Una mañana cualquiera, nos levantamos de los camastros y directamente nos dirigimos a situarnos en las filas que formábamos diariamente, delante de cada barracón. Cuando estuvimos todos, sonó un pitido y sabíamos que debíamos comenzar la marcha. Un alienígena vigilaba cada fila. Embutidos en un traje parecido al neopreno y con escafandras en forma de campana transparentes, llevaban unas pequeñas bombonas a la espalda sujetas con cinchas alrededor de sus brazos. Aunque parecían humanoides, su piel rojiza y sus cabezas redondas dejaban claro que no compartíamos absolutamente nada excepto la forma humanoide, si bien sus extremidades eran más alargadas.

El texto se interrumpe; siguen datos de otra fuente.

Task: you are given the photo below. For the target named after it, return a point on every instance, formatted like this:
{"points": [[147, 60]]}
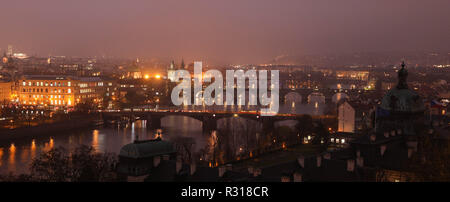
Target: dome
{"points": [[401, 98], [145, 149]]}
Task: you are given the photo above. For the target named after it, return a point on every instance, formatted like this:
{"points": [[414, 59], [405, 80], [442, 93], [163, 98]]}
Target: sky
{"points": [[223, 31]]}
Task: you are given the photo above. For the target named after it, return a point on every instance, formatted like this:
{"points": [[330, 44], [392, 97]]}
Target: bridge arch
{"points": [[316, 97], [338, 96], [292, 99]]}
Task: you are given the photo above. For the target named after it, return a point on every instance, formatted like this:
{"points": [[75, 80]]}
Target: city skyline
{"points": [[223, 32]]}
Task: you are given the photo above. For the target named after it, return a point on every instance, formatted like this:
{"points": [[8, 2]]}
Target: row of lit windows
{"points": [[46, 83], [338, 141], [45, 96], [53, 102], [34, 90]]}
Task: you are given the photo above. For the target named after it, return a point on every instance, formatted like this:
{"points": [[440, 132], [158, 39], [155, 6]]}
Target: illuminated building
{"points": [[46, 90], [353, 75], [90, 88], [6, 91], [171, 72]]}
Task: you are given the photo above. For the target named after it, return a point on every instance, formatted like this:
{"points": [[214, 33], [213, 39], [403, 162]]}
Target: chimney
{"points": [[256, 172], [301, 161], [229, 167], [297, 177], [250, 170], [193, 168], [156, 161], [285, 178], [393, 133], [222, 170], [360, 161], [319, 161], [412, 144], [410, 152], [178, 165], [382, 149], [350, 165]]}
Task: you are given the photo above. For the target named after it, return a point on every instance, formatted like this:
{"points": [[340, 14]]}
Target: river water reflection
{"points": [[16, 156]]}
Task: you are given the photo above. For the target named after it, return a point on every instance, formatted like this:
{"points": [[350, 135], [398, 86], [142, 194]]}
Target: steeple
{"points": [[402, 76], [172, 65], [182, 66]]}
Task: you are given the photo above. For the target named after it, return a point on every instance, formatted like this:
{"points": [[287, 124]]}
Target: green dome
{"points": [[145, 149], [402, 100]]}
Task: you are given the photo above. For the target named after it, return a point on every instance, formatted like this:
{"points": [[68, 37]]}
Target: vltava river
{"points": [[16, 156]]}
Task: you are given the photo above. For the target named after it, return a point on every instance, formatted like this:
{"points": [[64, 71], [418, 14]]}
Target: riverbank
{"points": [[72, 124]]}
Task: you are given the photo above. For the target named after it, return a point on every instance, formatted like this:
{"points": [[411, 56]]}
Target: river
{"points": [[16, 156]]}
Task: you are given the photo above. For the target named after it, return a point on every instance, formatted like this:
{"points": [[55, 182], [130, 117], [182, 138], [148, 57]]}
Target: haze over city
{"points": [[250, 31]]}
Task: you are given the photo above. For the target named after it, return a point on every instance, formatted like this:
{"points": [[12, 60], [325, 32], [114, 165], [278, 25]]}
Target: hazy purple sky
{"points": [[222, 30]]}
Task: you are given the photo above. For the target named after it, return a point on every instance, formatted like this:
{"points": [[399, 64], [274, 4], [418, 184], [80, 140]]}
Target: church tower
{"points": [[171, 71]]}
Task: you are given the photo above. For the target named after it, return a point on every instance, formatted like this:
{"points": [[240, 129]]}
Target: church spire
{"points": [[182, 64], [402, 76]]}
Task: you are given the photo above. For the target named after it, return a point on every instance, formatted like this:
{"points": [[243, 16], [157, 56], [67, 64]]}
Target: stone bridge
{"points": [[208, 119]]}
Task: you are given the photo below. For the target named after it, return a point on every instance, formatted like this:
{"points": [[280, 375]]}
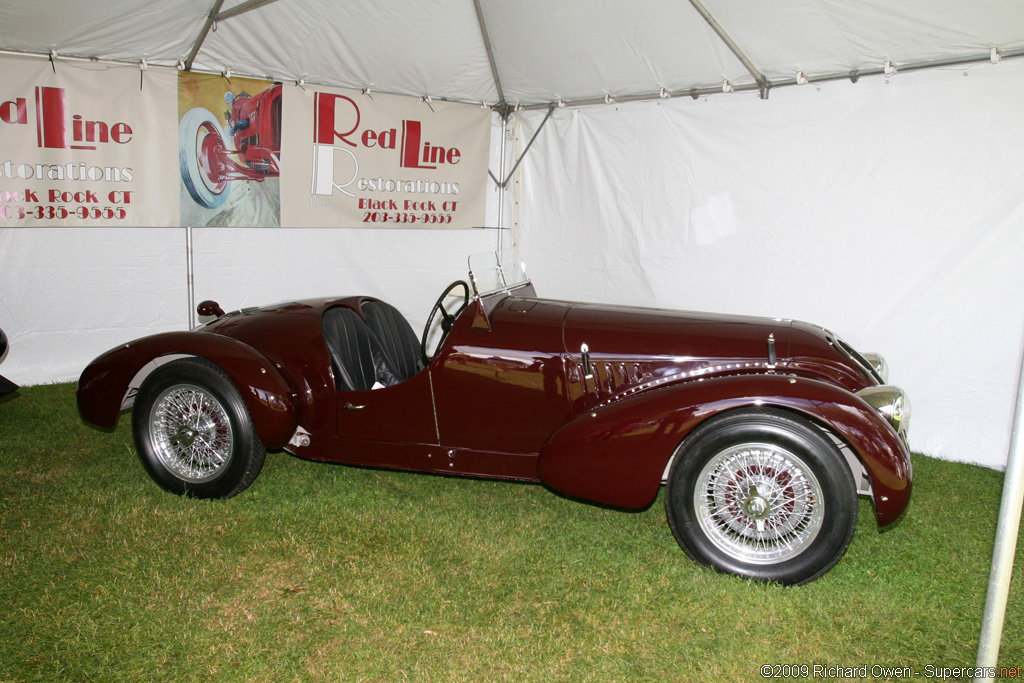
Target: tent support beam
{"points": [[824, 78], [503, 184], [242, 8], [210, 18], [759, 78], [503, 105], [217, 15]]}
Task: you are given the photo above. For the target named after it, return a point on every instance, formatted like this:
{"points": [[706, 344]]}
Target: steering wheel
{"points": [[448, 319]]}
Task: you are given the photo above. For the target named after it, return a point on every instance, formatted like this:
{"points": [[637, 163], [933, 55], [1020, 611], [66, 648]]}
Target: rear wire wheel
{"points": [[193, 431], [762, 495]]}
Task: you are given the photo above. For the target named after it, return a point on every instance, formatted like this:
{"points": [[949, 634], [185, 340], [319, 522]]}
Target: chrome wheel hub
{"points": [[190, 433], [759, 503]]}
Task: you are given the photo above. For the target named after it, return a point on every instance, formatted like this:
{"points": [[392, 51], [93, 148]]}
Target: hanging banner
{"points": [[371, 160], [228, 151], [85, 144]]}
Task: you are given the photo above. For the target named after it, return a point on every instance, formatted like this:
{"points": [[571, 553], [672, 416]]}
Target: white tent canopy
{"points": [[569, 50], [889, 213]]}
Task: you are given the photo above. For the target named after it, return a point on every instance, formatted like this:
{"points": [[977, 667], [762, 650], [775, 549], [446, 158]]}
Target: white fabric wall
{"points": [[890, 211], [67, 295]]}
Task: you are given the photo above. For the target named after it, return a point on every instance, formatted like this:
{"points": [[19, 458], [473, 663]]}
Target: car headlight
{"points": [[892, 402], [879, 364]]}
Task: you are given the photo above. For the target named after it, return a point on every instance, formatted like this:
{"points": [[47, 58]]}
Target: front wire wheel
{"points": [[193, 431], [762, 495]]}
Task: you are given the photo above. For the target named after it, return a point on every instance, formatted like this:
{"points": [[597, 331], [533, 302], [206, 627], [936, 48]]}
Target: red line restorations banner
{"points": [[358, 160], [83, 144]]}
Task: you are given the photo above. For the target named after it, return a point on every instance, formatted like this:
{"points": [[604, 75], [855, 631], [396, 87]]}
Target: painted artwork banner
{"points": [[228, 151], [371, 160], [86, 144]]}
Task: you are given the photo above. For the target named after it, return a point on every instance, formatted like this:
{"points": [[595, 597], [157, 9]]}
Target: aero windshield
{"points": [[497, 271]]}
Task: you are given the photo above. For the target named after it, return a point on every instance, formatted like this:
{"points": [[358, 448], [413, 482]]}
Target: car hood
{"points": [[650, 332], [696, 344]]}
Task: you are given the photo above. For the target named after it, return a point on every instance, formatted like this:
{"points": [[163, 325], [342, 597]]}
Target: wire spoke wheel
{"points": [[759, 503], [193, 431], [762, 494], [190, 432]]}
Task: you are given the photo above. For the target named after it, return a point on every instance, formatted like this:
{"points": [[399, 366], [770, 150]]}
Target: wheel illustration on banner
{"points": [[201, 146]]}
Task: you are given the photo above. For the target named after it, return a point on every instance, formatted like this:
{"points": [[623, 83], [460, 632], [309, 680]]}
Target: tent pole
{"points": [[762, 82], [501, 187], [528, 145], [190, 278], [1007, 530], [502, 104], [210, 18]]}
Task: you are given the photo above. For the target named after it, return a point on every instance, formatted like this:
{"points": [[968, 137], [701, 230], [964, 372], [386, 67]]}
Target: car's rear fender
{"points": [[271, 400], [616, 454]]}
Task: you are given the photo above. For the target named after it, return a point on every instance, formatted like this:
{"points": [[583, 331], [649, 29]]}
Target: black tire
{"points": [[193, 431], [762, 495]]}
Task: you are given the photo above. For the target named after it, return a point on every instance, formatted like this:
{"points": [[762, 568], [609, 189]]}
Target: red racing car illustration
{"points": [[247, 148]]}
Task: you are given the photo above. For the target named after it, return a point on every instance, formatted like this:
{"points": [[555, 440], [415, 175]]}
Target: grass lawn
{"points": [[323, 572]]}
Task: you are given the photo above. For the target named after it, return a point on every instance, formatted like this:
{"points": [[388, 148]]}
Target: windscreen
{"points": [[496, 271]]}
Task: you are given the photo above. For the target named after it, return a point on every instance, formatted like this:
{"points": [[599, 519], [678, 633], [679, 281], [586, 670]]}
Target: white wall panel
{"points": [[888, 211], [67, 295]]}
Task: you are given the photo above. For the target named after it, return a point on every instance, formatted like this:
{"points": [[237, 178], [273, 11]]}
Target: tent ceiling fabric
{"points": [[544, 51]]}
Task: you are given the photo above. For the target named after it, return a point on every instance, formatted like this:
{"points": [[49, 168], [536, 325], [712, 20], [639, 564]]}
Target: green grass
{"points": [[323, 572]]}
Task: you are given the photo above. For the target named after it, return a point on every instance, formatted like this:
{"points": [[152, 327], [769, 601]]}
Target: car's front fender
{"points": [[271, 400], [616, 454]]}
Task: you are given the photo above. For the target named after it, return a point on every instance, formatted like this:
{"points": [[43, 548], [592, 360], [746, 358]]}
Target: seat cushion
{"points": [[396, 337], [356, 356]]}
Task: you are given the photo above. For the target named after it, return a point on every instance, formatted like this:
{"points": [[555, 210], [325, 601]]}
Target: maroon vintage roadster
{"points": [[763, 430]]}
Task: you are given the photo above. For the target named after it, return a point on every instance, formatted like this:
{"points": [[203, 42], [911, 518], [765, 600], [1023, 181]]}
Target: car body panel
{"points": [[616, 453], [270, 398]]}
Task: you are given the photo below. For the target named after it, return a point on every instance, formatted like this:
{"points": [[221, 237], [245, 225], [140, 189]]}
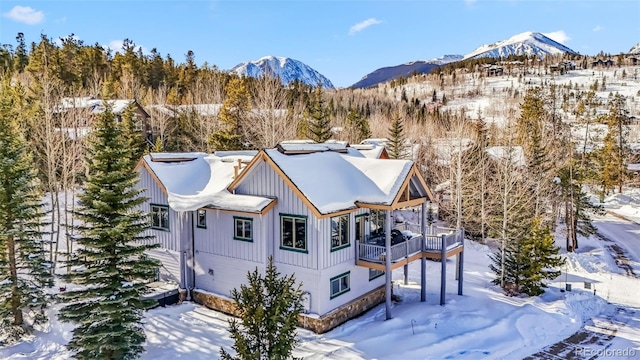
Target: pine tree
{"points": [[232, 117], [269, 307], [109, 267], [24, 269], [317, 117], [528, 261], [132, 136], [396, 146], [358, 126]]}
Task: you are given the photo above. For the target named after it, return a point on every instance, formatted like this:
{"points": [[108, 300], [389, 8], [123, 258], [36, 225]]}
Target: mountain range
{"points": [[287, 69], [528, 43]]}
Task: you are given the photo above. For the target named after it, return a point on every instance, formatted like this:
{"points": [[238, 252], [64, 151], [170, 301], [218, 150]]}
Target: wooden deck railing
{"points": [[435, 239]]}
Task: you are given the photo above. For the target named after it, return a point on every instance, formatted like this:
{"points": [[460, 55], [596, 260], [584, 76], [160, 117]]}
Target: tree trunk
{"points": [[13, 273]]}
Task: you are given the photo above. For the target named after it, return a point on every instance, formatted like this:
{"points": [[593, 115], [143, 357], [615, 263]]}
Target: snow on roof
{"points": [[334, 181], [312, 147], [502, 153], [370, 151], [197, 180], [95, 105], [379, 141]]}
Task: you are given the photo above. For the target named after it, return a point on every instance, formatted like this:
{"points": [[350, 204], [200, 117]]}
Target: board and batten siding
{"points": [[358, 281], [167, 239], [218, 237], [220, 274], [264, 181], [170, 268], [330, 258]]}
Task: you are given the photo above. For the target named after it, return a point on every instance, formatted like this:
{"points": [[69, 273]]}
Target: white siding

Al oír el pitido el primero de cada fila comenzaba a andar, dirigiéndose hacia la mina, que estaba a un kilómetro escaso de nuestro campo de trabajo. Cuando nos encontrábamos a mitad de camino, sentí un calambre tremendo que me recorrió todo el cuerpo y no pude sino encorvarme presa de una tremenda tortura. Inexplicablemente vi cómo todos los demás se encogían de igual forma, embargados en el mismo dolor que en ese momento tenía dentro de mi cuerpo. No se oyó nada, no se vio nada, pero sentí como poco a poco se iba volviendo más soportable, hasta que remitió lo suficiente como para tomar una gran bocanada de aire y mirar alrededor.
Otros se estaban recuperando como yo, sin embargo los alienígenas se convulsionaban en el suelo, habían soltado las armas que llevaban y se oían unos horribles gritos que retumbaban en mis tímpanos de una forma que me perseguiría durante mucho tiempo.
El segundo de la fila, justo el que estaba delante de mí, de repente agarró una piedra y comenzó a golpear salvajemente el casco del alien que se agitaba en el suelo, e inmediatamente otros amigos y compañeros de sufrimiento vieron el momento de saltar sobre nuestros captores. Vi cómo al romperse el cristal, el alienígena intentaba respirar en vano, hasta que sus ojos negros se abrieron compulsivamente y se cerraron con un segundo párpado blanco, quedó con la boca abierta y en apariencia totalmente muerto. Pude observar el resto de grupos y prácticamente todos los alienígenas yacían inmóviles.
En ese momento se produjo un fuerte sonido de hélices vibrantes y aparecieron varios helicópteros descendiendo de la montaña. De la arboleda surgió un pequeño ejército de soldados liderados por el Capitán Fisher, quien nos organizó desde entonces.
Según habían concluido nuestros científicos, los nano robots estaban en simbiosis con los alienígenas, se encontraban tanto en sus máquinas como en sus cuerpos y les servían como soporte vital, sin ellos no podían sobrevivir. Los impulsos electromagnéticos convencionales no habían surtido ningún efecto sobre ellos, sin embargo, se había desarrollado en base a esta tecnología un PEM (pulso electromagnético) combinado con una radiación ionizante –lo llamaban PEMR- que terminaba con los nano robots, culminando en muerte para estos alienígenas. Su naturaleza se había vuelto tan vaga que ya no podían sobrevivir sin estas diminutas máquinas semibiológicas. Para los humanos afectados no suponía más que la desconexión de los nano robots de sus organismos.
La Gran Guerra había comenzado y costara lo que costara, recuperaríamos nuestro planeta.